Preschool children, when they begin to master working with stationery items, make the following mistakes:

  1. The child holds a pencil or felt-tip pen with his whole hand, clenching it into a fist.
  2. In a three-finger grip, the thumb is bent and directed perpendicular to the index finger to its middle phalanx.
  3. The pen rests on the ring finger and is held by the middle, index and thumb.
  4. The brush bends inward, with the top edge of the object pointing away from you.
  5. The child holds the handle with all fingers (like a pinch).
  6. The fingers are located near the stylus, or far away so that the hand hangs over the table.
  7. When moving, it presses on the paper too much, leaving tears, or too lightly.

Methods to avoid mistakes

The following methods will help you avoid mistakes in learning to retain written objects:

  • It will be easier to grip a pencil correctly if you hold a small piece of paper with your ring and little fingers.
  • Draw a dot on the middle finger that will indicate the location of the pen.
  • The finger game “building a house” will focus on three-finger holding: the handle is held between the middle and thumb; the index finger rises freely and can hit the handle like a hammer.
  • Be sure to focus on the direction of the top of the pencil towards the child’s shoulder.
  • To generate moderate pressure, use soft pencils or felt-tip pens.
  • For optimal removal of fingers from the lead, mark a line on the writing object where to hold it.
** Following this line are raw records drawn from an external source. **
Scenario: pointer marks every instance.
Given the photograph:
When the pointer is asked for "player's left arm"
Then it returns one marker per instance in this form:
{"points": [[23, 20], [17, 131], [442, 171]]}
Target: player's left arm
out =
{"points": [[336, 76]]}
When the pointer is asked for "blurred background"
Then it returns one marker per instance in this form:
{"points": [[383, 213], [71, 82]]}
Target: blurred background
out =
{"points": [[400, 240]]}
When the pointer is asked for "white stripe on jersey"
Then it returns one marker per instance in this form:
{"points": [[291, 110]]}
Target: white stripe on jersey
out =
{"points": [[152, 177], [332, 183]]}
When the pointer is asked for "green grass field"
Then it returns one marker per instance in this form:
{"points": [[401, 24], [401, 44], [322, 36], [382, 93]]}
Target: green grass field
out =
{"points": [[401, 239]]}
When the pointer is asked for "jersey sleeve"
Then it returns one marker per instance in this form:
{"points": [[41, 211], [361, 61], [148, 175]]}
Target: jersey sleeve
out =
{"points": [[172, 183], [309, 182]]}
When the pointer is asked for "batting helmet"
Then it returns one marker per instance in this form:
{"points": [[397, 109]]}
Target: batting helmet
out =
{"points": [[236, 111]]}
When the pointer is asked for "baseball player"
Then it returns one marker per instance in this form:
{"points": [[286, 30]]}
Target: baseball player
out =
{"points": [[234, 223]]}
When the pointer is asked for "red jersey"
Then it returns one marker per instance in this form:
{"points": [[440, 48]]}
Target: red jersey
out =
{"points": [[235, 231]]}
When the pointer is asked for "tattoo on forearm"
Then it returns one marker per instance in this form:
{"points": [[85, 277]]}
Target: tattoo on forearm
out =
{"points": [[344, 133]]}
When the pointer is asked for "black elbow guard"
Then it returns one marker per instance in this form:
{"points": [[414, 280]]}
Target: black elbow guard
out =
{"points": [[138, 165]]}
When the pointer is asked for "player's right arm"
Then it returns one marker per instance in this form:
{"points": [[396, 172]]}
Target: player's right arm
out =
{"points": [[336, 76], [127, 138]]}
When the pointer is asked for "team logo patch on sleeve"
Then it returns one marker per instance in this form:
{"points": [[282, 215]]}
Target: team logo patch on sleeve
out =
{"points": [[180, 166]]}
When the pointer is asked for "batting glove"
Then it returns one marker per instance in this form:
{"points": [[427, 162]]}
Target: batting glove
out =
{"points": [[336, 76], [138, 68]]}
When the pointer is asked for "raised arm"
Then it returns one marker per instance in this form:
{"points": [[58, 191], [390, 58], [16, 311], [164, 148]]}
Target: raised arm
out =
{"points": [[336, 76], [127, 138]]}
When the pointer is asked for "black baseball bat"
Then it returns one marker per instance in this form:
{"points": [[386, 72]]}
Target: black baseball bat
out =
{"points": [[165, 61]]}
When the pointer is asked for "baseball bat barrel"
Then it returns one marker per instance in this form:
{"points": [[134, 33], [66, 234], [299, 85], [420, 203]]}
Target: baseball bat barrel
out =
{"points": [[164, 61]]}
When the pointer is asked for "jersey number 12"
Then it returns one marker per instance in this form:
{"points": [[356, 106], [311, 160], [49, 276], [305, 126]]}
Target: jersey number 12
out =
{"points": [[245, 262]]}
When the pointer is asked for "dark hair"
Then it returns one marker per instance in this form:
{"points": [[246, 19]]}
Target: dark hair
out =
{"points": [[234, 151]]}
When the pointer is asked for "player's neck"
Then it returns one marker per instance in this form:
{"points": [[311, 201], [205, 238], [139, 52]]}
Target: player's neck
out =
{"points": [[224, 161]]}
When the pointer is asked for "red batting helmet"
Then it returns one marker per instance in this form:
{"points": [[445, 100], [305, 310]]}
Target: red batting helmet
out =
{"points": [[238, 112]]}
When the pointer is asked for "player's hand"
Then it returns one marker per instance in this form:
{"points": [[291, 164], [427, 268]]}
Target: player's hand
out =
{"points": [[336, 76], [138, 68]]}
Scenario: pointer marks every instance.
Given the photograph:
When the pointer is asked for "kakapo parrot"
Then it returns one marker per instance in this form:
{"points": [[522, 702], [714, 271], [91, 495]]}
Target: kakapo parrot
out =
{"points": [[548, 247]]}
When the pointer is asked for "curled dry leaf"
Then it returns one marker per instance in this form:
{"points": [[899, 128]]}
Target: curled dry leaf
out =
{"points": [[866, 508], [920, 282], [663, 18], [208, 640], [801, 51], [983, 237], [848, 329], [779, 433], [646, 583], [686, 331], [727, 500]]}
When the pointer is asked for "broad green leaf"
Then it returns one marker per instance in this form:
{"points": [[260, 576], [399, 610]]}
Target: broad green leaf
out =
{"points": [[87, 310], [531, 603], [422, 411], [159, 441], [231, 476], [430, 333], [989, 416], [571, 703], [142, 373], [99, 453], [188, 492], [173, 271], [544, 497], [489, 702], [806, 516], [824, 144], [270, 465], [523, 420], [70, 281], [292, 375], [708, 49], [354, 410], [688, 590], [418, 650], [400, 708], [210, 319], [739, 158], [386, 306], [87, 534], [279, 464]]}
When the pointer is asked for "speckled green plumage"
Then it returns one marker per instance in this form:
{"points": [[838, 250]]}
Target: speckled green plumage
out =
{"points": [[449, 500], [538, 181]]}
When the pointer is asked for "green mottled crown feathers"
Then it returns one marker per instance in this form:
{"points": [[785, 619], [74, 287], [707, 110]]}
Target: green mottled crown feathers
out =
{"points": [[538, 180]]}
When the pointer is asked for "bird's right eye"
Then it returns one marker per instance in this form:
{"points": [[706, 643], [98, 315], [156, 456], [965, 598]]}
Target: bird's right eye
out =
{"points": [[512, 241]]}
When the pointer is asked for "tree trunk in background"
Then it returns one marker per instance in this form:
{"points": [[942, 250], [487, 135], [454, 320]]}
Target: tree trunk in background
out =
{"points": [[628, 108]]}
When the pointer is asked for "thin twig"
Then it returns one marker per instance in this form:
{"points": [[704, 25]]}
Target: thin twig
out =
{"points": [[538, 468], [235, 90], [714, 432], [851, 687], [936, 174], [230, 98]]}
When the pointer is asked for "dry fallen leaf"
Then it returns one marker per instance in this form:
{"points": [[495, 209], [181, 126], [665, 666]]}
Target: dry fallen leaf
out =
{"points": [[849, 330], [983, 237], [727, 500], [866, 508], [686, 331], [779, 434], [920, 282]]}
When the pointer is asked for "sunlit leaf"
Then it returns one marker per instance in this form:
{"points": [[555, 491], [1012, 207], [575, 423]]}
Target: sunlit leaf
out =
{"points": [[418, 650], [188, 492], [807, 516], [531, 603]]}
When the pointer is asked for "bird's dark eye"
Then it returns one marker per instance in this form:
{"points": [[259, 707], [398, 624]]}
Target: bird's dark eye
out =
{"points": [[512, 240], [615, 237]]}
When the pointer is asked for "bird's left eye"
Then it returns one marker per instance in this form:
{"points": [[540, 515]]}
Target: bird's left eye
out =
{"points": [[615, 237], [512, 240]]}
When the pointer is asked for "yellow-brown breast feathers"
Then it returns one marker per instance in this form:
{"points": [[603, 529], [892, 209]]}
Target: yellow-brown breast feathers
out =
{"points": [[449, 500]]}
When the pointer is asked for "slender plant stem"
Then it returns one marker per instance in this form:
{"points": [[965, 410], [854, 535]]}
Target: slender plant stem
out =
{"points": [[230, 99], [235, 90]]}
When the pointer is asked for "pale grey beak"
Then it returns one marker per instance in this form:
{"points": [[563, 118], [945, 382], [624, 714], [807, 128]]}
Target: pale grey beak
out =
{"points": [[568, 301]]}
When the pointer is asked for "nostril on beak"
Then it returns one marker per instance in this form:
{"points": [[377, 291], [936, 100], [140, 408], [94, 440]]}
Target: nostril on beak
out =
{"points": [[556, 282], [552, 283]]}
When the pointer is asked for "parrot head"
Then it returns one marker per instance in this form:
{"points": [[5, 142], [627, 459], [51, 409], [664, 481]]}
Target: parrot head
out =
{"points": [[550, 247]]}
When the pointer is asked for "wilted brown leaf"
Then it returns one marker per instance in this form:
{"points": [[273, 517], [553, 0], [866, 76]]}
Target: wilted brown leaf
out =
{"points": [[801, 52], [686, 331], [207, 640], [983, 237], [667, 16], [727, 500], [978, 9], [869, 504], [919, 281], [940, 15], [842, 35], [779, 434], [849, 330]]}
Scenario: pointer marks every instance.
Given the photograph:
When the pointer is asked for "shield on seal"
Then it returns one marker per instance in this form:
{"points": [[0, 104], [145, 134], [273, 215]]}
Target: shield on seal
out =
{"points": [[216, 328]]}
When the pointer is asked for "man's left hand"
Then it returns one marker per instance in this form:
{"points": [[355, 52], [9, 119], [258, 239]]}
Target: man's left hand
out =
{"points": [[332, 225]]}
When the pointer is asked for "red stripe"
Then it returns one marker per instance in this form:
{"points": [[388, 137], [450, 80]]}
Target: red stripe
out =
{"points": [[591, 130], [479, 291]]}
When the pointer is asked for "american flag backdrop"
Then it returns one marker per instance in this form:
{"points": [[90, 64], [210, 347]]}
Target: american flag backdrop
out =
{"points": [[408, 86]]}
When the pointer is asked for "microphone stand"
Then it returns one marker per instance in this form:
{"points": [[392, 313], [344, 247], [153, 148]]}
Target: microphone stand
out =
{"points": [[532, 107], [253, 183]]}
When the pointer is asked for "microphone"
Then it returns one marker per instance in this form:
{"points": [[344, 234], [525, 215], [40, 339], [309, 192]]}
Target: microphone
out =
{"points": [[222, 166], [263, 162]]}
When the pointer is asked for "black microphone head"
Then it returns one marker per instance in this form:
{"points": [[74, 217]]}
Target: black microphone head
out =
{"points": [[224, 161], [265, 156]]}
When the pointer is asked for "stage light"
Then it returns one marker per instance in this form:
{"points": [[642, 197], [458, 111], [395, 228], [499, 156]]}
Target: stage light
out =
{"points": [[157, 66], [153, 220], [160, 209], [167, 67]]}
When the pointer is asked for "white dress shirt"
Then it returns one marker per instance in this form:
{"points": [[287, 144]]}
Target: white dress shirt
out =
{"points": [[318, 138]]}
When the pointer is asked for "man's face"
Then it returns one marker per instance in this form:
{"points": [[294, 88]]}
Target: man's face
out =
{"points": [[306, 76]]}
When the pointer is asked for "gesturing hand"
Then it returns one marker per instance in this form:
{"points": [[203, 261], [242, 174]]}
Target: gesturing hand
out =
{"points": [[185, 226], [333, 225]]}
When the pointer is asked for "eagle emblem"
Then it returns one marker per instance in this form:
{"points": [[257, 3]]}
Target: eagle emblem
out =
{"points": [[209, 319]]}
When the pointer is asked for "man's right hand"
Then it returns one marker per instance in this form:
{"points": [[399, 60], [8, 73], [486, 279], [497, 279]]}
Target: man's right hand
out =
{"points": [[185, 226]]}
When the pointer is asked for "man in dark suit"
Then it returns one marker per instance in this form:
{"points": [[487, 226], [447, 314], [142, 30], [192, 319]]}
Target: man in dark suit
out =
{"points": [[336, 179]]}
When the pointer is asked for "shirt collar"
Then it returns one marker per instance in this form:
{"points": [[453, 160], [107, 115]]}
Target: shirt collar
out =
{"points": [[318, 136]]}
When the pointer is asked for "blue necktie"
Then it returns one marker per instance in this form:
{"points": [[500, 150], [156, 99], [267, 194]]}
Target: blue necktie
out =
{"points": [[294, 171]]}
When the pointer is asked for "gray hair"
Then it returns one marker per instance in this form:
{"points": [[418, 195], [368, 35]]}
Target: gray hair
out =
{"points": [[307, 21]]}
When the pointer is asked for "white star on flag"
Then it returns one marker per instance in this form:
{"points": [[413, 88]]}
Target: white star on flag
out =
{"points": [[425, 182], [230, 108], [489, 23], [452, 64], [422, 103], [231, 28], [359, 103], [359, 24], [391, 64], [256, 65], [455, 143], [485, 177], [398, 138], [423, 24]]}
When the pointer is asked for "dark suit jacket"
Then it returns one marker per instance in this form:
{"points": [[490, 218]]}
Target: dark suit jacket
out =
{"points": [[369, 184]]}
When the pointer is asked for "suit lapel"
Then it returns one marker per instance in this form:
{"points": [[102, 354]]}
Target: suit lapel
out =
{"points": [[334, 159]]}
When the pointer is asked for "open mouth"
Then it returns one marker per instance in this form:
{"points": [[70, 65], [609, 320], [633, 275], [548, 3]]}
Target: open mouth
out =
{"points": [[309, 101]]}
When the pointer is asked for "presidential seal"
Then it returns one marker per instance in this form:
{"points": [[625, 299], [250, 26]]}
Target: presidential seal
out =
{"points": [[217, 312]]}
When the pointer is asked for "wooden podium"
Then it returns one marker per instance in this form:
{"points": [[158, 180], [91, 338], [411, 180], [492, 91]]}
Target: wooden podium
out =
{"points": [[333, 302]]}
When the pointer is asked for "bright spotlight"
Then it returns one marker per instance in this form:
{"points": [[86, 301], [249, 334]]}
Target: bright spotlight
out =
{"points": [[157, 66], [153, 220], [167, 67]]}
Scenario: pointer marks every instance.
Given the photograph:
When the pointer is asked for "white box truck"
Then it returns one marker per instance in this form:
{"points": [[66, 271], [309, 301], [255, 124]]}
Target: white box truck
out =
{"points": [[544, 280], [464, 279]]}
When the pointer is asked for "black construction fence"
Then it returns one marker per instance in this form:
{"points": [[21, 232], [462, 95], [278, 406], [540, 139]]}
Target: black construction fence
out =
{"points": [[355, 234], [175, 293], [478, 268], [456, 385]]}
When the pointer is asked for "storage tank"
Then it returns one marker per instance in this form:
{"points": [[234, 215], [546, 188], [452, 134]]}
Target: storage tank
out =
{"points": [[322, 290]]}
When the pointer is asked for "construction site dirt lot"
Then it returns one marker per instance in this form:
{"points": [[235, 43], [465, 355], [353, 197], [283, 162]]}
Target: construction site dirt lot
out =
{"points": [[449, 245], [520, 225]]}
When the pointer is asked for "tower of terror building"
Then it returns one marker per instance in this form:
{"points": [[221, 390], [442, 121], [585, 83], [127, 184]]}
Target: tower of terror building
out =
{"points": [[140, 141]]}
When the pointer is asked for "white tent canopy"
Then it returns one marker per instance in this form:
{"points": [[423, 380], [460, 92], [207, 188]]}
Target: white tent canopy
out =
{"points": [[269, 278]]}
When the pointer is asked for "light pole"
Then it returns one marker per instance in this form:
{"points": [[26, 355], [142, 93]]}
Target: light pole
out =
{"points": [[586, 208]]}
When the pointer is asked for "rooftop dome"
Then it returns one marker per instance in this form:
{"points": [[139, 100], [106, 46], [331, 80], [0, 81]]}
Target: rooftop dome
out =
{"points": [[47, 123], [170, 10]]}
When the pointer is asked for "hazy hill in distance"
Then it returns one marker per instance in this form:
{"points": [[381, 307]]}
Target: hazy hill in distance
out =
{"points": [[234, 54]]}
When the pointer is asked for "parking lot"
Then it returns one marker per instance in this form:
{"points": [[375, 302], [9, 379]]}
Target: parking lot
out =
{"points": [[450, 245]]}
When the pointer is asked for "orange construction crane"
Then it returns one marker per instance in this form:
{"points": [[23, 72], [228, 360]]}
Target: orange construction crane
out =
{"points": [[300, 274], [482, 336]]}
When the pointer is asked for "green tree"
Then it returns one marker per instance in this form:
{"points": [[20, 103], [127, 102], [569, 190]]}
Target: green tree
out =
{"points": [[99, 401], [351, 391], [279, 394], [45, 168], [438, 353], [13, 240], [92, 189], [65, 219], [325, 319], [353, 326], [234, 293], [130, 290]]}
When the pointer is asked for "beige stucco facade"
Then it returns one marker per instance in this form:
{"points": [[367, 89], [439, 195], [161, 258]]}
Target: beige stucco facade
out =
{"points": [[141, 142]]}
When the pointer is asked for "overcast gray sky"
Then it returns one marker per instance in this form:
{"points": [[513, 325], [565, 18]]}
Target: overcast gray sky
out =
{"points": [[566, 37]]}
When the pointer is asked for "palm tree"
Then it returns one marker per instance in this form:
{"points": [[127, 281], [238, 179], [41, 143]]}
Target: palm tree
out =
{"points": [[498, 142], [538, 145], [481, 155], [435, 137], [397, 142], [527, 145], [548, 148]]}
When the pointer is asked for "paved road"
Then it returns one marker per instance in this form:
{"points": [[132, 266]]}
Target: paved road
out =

Is your child ready for school?

How to determine if a child is ready to write? For this purpose, teachers have compiled many tests. For example, the Kern-Jorasick “School Maturity” test (easy to find on the Internet) is aimed, among other things, at determining whether the future student’s hand is properly prepared.

You can ask your child to complete the following tasks:

  1. Show your preschooler a drawn circle with a diameter of 3 - 3.5 cm. Ask him to draw exactly the same one. When evaluating assignment performance, consider the following:
  • The child must draw a figure close in size to the original one.
  • The circle should resemble a circle (even if not perfectly smooth), not like some other geometric figure.
  • The line should be solid (continuous), smooth, and fairly confidently drawn.
  • The pressure should not be too weak.
  • The child’s movements when completing the task should be free and confident.
  1. Ask your preschooler to shade any simple silhouette (cloud, ball, pear). If your child has not done shading before, show him a sample. The child can choose the direction of the shading (horizontally, vertically, diagonally). When evaluating the results, consider:
  • Evenness and parallelism of lines. Accuracy of execution.
  • Precision of movements.
  • Maintain approximately the same spacing between lines.

Note! If the small muscles of the hand are not well developed, then the child will turn over the sheet on which he is working, because it will be easier for him to do this than to arbitrarily change the direction of movement of the hand.
Even if your child doesn’t start school this year, do these tests and you will see whether your baby’s hand needs to be prepared more carefully and purposefully. If yes, then use the methods suggested in the article or come up with your own. And everything will work out for you.